Paulínia é uma cidade relativamente nova, tendo somente se emancipado de Campinas em 1964 através da publicação da Lei nº 8092, que dispõe sobre a criação do município. Ou seja, é uma cidade que mal existiu sem a presença da Replan, desde a sua construção em 1969 até o início das operações em 1972. Pessoalmente, nunca visitei Paulínia, mas teorizo que deve ser difícil pensar numa identidade regional sem considerar o papel da refinaria como ponto marcador da cidade como é hoje — um mito fundador do municipalismo paulinense feito de aço e expelidor de fumaça.

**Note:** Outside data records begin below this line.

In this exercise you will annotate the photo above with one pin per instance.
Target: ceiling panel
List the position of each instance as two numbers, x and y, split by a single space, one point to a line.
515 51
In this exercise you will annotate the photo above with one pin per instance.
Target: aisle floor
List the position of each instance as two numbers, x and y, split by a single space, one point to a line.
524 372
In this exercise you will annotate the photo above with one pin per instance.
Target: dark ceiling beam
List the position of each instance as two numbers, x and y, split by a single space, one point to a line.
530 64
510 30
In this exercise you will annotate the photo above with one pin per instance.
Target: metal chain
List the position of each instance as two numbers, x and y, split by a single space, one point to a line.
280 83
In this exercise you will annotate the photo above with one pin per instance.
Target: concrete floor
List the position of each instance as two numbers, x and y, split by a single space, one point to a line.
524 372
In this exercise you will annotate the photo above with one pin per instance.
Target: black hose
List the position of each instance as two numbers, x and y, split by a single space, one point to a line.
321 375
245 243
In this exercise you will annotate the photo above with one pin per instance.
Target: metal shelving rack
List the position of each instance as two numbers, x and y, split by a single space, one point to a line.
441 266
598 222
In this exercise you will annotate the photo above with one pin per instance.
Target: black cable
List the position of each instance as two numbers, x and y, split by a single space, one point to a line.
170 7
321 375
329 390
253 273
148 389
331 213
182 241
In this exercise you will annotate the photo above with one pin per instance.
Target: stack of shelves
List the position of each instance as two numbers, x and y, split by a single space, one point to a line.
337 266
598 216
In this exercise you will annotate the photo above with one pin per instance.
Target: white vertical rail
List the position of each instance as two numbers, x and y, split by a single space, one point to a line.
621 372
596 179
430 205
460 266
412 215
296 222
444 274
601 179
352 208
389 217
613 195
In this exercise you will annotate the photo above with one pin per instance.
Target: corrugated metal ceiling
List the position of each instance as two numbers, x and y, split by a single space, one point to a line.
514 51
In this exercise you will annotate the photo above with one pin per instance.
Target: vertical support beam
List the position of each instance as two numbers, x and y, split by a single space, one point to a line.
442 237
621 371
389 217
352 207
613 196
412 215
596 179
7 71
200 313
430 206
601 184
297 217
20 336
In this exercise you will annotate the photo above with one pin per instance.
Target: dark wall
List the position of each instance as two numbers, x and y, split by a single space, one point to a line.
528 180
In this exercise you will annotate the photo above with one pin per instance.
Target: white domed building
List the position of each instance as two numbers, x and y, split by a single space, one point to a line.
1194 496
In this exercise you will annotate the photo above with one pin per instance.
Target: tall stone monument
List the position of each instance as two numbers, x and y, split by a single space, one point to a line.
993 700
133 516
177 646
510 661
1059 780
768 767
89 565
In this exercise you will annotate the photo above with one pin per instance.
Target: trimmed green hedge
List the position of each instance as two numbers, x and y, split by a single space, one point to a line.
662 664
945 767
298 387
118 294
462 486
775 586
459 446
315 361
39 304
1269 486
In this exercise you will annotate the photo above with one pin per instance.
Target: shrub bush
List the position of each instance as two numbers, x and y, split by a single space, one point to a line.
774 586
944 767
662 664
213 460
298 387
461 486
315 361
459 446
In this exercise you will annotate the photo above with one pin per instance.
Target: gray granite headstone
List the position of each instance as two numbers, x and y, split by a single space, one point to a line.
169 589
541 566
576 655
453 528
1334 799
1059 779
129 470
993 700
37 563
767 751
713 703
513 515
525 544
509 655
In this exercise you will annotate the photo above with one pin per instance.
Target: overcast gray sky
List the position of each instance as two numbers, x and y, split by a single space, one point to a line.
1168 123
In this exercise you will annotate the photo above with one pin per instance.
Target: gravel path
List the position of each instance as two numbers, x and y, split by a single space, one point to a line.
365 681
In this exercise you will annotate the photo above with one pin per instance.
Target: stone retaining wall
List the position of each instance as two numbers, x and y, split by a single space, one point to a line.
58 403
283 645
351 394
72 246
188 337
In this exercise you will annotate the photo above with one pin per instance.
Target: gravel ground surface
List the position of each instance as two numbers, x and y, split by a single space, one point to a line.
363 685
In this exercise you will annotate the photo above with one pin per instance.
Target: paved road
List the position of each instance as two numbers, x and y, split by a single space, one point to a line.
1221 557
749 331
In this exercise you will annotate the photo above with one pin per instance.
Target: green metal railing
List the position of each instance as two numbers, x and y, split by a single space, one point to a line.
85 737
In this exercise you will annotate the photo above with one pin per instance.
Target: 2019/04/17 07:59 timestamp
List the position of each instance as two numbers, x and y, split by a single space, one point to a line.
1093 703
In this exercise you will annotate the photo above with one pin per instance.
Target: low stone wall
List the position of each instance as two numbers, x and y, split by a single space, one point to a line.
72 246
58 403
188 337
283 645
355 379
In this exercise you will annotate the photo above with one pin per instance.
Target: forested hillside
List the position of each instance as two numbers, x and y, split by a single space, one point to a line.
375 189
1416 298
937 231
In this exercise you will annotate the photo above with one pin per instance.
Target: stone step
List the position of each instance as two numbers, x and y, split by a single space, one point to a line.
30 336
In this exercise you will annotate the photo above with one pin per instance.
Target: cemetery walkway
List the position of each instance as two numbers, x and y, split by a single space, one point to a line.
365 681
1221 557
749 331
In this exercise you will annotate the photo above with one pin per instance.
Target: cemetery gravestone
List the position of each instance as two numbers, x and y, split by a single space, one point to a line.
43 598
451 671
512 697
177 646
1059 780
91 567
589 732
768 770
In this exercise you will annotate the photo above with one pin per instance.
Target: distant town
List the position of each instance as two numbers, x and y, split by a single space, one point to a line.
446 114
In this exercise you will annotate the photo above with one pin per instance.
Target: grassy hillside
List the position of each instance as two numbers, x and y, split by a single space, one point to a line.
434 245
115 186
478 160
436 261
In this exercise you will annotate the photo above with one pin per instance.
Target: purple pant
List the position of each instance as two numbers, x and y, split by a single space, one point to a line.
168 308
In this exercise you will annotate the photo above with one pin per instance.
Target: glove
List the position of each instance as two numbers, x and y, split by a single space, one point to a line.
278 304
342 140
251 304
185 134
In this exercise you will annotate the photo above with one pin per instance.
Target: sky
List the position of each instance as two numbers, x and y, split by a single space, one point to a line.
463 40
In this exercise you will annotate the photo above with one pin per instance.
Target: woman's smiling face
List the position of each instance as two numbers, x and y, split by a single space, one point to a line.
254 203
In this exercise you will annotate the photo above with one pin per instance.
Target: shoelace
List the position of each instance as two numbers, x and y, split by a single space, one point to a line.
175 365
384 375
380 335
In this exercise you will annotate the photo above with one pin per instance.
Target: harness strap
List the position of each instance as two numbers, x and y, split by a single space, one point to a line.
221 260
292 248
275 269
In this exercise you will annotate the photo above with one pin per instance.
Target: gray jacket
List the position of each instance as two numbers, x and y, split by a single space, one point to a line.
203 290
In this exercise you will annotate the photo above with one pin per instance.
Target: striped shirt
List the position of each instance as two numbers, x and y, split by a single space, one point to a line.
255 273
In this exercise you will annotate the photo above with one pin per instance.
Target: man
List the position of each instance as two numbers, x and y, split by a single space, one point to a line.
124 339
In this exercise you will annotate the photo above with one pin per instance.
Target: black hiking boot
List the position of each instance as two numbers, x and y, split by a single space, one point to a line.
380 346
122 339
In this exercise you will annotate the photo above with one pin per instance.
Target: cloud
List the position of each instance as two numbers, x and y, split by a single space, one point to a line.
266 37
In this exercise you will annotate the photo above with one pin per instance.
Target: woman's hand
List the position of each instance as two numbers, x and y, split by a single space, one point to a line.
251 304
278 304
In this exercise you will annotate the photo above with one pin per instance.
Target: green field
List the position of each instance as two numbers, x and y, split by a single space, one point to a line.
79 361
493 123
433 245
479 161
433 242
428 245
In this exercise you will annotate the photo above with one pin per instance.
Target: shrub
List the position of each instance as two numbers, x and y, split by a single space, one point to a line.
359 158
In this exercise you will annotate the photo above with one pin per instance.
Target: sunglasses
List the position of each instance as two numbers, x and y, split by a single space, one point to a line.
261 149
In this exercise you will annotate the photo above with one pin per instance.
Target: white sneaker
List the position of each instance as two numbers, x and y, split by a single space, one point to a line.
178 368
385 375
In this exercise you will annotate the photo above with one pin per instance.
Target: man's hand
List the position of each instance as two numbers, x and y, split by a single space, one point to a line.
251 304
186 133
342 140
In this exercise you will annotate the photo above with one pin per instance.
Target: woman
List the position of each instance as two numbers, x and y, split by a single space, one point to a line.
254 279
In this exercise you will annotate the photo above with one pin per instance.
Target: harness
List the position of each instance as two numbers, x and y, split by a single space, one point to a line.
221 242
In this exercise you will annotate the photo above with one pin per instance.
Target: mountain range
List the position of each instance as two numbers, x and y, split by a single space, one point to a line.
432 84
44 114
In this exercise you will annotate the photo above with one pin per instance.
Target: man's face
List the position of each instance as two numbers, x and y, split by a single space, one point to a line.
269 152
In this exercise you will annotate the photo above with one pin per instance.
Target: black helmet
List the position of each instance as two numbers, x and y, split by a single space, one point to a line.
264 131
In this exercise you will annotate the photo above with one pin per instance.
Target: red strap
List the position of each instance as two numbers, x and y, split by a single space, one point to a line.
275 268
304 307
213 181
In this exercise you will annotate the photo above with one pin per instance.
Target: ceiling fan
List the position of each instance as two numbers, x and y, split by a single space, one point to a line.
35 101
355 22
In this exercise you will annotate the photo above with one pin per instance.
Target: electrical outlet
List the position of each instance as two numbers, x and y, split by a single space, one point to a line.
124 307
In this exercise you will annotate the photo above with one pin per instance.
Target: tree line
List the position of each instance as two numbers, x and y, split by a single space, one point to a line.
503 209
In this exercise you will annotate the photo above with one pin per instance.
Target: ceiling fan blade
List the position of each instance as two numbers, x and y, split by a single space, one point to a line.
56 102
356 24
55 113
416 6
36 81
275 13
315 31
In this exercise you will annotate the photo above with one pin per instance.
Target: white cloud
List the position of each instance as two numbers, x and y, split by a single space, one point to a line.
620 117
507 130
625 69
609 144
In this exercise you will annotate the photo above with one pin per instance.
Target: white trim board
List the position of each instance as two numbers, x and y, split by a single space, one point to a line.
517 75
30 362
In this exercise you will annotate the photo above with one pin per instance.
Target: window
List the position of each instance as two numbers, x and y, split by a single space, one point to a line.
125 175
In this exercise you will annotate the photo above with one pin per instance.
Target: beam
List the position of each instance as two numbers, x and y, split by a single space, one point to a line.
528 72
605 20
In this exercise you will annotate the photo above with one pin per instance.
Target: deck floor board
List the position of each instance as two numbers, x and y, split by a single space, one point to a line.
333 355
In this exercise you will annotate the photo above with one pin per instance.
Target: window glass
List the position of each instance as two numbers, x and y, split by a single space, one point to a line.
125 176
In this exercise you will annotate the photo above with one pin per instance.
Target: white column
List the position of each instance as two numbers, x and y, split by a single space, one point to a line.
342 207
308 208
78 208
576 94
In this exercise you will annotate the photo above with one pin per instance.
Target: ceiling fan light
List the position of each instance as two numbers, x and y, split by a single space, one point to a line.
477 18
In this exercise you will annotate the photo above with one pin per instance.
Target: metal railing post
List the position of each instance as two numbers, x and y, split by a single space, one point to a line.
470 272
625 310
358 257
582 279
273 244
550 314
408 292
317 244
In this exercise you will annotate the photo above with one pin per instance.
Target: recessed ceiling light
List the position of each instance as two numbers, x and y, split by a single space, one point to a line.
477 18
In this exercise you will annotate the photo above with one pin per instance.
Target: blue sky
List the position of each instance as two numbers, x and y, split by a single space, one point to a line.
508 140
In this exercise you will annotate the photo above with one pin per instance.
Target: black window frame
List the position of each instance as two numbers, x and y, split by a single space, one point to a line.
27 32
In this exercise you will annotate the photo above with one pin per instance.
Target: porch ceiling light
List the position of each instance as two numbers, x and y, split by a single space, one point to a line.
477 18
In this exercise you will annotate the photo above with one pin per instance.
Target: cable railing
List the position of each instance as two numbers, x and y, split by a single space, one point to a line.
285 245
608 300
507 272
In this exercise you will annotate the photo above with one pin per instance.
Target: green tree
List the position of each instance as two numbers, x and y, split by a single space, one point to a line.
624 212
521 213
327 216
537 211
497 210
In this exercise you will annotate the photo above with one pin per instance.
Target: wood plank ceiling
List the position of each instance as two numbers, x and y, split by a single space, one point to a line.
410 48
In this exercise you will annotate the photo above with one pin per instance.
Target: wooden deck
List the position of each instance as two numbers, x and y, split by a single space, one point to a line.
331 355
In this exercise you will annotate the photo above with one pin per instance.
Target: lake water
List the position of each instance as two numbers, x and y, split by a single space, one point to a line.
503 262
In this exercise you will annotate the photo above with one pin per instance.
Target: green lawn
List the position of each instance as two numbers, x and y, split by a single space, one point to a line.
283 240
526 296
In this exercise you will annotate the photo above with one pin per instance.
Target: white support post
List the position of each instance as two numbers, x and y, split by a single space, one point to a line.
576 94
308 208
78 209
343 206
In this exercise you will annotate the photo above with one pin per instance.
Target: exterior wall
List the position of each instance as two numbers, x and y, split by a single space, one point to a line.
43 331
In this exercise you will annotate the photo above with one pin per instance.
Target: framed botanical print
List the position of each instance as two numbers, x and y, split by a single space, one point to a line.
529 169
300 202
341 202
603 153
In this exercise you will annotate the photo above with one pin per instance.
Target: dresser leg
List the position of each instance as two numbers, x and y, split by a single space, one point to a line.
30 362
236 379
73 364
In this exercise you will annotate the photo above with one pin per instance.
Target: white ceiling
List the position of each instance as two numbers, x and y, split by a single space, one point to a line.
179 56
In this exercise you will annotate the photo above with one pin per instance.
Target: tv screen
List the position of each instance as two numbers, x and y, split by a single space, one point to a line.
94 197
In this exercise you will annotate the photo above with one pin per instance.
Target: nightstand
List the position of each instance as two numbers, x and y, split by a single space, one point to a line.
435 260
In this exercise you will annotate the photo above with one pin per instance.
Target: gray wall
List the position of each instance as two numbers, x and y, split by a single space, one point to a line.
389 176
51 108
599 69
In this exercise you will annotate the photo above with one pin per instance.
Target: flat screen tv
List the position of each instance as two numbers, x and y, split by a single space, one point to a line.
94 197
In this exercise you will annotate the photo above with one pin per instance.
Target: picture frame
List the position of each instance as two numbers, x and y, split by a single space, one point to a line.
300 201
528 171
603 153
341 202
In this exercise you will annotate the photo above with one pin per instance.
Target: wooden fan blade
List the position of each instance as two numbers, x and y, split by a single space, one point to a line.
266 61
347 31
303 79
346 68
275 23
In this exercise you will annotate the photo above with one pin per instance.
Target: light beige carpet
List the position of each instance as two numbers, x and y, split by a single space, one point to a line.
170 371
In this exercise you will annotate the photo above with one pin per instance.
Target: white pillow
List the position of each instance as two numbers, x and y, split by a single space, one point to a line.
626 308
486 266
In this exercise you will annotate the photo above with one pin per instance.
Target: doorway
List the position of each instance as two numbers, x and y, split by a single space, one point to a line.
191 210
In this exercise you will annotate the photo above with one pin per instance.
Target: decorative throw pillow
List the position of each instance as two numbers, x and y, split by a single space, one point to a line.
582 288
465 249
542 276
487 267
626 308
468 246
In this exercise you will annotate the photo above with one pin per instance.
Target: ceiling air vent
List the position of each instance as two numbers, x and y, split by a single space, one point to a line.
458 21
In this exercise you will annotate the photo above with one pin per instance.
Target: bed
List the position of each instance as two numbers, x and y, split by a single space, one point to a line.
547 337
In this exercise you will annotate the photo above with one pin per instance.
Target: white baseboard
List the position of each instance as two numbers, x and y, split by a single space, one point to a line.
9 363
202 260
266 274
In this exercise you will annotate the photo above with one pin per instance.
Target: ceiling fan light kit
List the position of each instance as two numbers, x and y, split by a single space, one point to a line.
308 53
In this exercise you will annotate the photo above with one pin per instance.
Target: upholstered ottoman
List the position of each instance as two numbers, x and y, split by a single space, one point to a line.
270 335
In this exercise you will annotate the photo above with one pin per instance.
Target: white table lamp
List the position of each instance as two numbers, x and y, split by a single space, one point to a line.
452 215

Mas além disso, a Replan teve papel essencial no crescimento de Paulínia como potência econômica nacional. Seu IDH é um dos mais altos do Brasil — 0,795 pontos de acordo com o levantamento de 2010 do Programa das Nações Unidas para o Desenvolvimento, conferindo à cidade a 56ª colocação no ranking nacional. Já o seu PIB per capita é o maior de São Paulo e o nono maior no Brasil, com bizarros 457 mil reais por habitante, de acordo com dados de 2021 do IBGE.  Resumidamente, Paulínia tem muito dinheiro e uma boa qualidade de vida — mas isso não compra bom gosto.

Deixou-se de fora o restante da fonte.